IC 1623 consists of two galaxies in the early to mid stages of merger. The nuclei of the two galaxies lie 20 arcseconds apart. The western component (VV 114W) is bright in ultraviolet and optical light and hosts a large number of optically luminous young star clusters. The eastern component, VV 114E, is invisible at UV wavelengths and has prominent dust lanes that cover much of the diffuse light of the underlying stellar population at optical wavelengths. Beyond 1 μm, VV 114E increasingly becomes the dominant luminosity component of the merger, being the brightest source in mid infrared. The whole galaxy shines bright in infrared and it is characterised as a luminous infrared galaxy, with a total infrared luminosity (L_{IR}) of 5 × 10^{11} L⊙.

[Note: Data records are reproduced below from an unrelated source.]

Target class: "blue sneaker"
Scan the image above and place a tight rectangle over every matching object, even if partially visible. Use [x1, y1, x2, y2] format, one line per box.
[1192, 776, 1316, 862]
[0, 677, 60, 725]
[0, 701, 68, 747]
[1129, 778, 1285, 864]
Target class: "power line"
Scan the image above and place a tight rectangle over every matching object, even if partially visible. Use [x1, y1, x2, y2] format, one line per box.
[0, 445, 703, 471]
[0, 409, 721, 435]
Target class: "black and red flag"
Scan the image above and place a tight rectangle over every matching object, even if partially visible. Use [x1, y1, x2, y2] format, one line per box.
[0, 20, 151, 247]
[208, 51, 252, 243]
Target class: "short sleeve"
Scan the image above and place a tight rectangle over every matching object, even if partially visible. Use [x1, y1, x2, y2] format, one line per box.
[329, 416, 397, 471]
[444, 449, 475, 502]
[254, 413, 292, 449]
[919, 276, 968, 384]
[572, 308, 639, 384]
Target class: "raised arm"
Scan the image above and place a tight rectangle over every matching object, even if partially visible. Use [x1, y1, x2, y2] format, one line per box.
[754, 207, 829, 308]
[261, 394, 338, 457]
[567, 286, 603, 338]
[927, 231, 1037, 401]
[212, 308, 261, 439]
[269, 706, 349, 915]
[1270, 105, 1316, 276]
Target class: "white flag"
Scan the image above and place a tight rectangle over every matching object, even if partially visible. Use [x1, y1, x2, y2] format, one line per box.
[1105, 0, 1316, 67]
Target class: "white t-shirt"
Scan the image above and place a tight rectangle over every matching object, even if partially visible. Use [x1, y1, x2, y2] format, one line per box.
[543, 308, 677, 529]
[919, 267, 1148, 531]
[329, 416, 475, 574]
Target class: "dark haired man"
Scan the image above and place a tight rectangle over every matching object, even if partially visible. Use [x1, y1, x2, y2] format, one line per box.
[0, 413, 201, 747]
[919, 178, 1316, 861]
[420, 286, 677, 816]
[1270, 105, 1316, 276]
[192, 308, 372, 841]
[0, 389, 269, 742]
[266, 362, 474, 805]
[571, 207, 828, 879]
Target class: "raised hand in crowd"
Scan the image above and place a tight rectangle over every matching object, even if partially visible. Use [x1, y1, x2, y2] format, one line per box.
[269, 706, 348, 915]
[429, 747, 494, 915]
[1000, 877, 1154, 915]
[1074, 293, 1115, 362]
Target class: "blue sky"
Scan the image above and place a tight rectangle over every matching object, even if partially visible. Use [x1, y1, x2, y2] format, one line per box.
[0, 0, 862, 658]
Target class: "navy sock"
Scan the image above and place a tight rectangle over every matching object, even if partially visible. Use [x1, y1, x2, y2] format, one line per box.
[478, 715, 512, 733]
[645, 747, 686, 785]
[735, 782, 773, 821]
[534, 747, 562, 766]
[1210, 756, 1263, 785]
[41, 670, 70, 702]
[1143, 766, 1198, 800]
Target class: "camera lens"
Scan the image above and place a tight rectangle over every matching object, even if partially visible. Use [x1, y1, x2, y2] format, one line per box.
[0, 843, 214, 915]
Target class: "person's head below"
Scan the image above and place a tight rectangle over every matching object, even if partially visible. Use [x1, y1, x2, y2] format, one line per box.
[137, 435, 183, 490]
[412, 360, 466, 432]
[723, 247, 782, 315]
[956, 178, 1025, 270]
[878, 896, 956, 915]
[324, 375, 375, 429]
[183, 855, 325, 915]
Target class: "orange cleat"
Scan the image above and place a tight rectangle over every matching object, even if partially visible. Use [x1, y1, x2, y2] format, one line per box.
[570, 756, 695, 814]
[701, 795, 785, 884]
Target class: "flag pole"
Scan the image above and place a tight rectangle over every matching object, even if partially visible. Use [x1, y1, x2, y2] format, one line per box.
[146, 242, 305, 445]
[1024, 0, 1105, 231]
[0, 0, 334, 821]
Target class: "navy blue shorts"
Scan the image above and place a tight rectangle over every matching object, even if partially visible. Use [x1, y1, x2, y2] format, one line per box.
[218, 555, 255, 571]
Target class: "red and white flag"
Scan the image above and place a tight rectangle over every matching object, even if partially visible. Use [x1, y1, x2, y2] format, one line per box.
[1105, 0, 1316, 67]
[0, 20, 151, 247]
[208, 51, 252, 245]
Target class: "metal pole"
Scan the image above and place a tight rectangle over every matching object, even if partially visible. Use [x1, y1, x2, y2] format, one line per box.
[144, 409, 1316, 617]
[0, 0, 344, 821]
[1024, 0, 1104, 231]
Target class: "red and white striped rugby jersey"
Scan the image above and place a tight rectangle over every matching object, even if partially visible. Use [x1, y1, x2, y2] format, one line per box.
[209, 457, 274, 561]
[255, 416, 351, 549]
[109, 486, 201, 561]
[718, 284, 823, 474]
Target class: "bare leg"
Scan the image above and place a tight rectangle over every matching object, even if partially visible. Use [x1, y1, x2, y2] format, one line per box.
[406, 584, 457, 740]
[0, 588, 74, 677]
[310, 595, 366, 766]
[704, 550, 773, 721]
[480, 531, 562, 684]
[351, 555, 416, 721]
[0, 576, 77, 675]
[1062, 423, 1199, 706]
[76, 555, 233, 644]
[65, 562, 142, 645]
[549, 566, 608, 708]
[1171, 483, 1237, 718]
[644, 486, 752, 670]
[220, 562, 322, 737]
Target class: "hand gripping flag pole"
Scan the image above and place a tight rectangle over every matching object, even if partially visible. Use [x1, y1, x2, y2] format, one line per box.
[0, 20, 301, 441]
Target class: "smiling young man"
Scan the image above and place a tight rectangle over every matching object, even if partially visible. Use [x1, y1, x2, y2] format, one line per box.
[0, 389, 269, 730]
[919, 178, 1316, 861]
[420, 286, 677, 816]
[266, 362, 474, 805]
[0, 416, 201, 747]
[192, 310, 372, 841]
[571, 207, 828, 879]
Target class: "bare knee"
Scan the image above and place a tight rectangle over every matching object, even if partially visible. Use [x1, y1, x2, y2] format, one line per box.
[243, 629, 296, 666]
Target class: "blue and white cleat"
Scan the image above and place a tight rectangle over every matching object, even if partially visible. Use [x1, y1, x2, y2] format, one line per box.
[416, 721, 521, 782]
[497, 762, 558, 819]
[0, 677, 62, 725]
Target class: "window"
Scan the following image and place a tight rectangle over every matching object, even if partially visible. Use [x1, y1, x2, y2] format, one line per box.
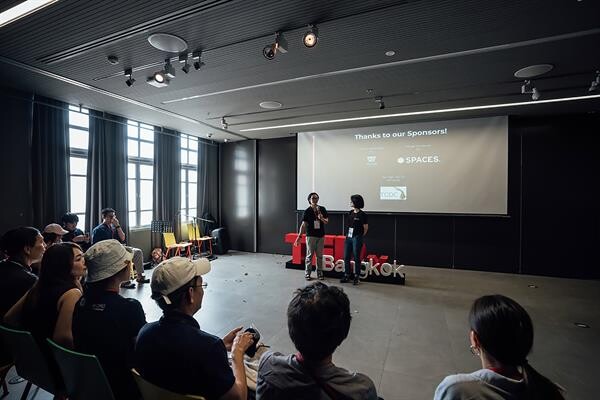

The James Webb Space Telescope (JWST) observed the nucleus of the eastern galaxy in mid-infrared, revealing a northeastern and a southwestern core. The mid-infrared colors of these cores indicate that the northeastern core is associated with a starburst, while the southwestern core is linked to an active galactic nucleus (AGN). Spectral line analysis suggests the presence of a rapidly accreting intermediate-mass black hole in the southwestern nucleus, which may evolve into a supermassive black hole. Additionally, JWST identified 40 star-forming regions with a total star formation rate ranging from 0.02 to 6 solar masses per year. There is also significant diffuse emission from filaments, primarily attributed to polycyclic aromatic hydrocarbons heated by the star-forming regions and the underlying stellar population.